Closed peter-vandenabeele-axa closed 4 years ago
Your question implies that RobBERT performs "better" than BERTje. You cannot really conclude that based on their results. The benchmark results in the README of this repository show that BERTje outperforms RobBERT for other tasks. I am not saying that BERTje performs best for every task or will be the best choice at all, but just that you have to have to be critical about who is doing the evaluation and what experiments are actually done to evaluate the model. In case of doubt, you could always try multiple models.
The RobBERT paper shows results for two tasks. For the sentiment analysis task, they do not really compare model performance but rather method performance since they have not fine-tuned BERTje using their method. It is possible that their method with BERTje as the base model will result in higher performance. And I cannot say anything about the die/dat task other than that this task feels a little cherry-picked to me. And being able to distinguish "die" and "dat" does not really say very much about general language understanding.
Also, regardless of downstream task performance, the tokenisitation vocabulary of BERTje is objectively better since BERTje uses a vocabulary that is created specifically for Dutch (https://s3.amazonaws.com/models.huggingface.co/bert/wietsedv/bert-base-dutch-cased/vocab.txt) whereas RobBERT uses the English RobBERTa vocabulary (https://s3.amazonaws.com/models.huggingface.co/bert/pdelobelle/robBERT-base/vocab.json).
Thanks. I have coupled back this reply to the discussion thread on LinkedIn.

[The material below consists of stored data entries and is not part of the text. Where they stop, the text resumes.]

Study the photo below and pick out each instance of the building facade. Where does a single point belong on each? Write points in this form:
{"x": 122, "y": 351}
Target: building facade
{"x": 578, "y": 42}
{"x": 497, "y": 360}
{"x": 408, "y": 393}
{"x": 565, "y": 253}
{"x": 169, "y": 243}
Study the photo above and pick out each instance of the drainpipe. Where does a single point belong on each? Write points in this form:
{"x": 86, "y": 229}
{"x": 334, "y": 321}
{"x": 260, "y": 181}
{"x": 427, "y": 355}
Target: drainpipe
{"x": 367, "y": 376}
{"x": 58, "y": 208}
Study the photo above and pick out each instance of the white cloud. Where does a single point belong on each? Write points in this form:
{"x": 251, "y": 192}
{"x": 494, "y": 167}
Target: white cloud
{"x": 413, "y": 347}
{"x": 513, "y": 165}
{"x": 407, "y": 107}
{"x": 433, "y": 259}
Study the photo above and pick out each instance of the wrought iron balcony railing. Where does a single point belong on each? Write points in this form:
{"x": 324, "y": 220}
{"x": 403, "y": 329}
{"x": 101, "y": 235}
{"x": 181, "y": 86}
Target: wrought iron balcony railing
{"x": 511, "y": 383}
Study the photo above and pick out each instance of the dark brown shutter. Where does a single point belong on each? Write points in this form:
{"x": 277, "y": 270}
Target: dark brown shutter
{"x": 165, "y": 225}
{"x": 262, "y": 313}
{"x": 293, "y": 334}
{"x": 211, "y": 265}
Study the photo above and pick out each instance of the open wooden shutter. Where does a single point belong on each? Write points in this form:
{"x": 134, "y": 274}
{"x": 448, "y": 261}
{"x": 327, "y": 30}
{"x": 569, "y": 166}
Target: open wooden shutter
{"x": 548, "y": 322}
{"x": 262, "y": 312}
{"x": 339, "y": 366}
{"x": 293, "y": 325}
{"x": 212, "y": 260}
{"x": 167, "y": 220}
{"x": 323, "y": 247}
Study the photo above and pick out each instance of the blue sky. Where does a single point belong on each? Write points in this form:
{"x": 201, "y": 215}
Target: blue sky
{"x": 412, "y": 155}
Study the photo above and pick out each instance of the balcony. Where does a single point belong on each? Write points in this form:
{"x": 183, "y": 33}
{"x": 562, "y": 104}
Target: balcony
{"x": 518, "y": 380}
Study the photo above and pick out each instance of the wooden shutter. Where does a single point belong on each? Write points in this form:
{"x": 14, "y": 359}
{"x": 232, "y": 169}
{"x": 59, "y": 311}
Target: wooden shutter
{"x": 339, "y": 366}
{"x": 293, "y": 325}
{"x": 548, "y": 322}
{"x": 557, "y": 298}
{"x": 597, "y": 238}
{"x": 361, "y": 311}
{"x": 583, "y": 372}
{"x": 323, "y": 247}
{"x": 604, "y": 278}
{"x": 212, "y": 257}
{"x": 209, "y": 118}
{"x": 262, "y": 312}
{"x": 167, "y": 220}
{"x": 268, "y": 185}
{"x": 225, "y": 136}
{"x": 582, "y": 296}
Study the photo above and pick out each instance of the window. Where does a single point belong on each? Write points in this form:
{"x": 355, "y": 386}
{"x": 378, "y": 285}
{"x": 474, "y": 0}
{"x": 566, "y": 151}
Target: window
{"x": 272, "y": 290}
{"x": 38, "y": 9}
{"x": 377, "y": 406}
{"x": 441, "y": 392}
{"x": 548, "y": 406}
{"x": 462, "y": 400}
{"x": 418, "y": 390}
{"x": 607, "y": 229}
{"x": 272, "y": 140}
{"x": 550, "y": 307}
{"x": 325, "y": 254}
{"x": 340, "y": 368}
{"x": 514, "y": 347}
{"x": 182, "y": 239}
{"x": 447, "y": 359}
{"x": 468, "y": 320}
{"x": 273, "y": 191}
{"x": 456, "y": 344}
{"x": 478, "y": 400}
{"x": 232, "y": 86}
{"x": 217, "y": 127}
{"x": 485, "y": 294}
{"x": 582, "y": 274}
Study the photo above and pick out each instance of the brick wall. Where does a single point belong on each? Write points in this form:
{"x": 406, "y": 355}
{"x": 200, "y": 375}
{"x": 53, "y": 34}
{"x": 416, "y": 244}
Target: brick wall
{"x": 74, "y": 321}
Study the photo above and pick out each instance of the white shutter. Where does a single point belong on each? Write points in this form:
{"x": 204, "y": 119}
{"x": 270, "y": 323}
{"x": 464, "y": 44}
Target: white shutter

If we see no further discussion here, we could close this issue. Or maybe add a note in the general README, as this question will come up every now and then when users will want to use optimal models for Dutch language texts.
Also, maybe you could comment on my (naive) question on complexity and cost. There is not just the precision that is relevant, but also the cost, complexity and time to get to those results ...
Thanks, I will close this issue. Aspects like cost, complexity, size and so on are more or less equivalent between these models as both are based on a 12-layer transformer encoder. These models can also be interchangably without any difficulty if you use the Transformers libraray by Huggingface.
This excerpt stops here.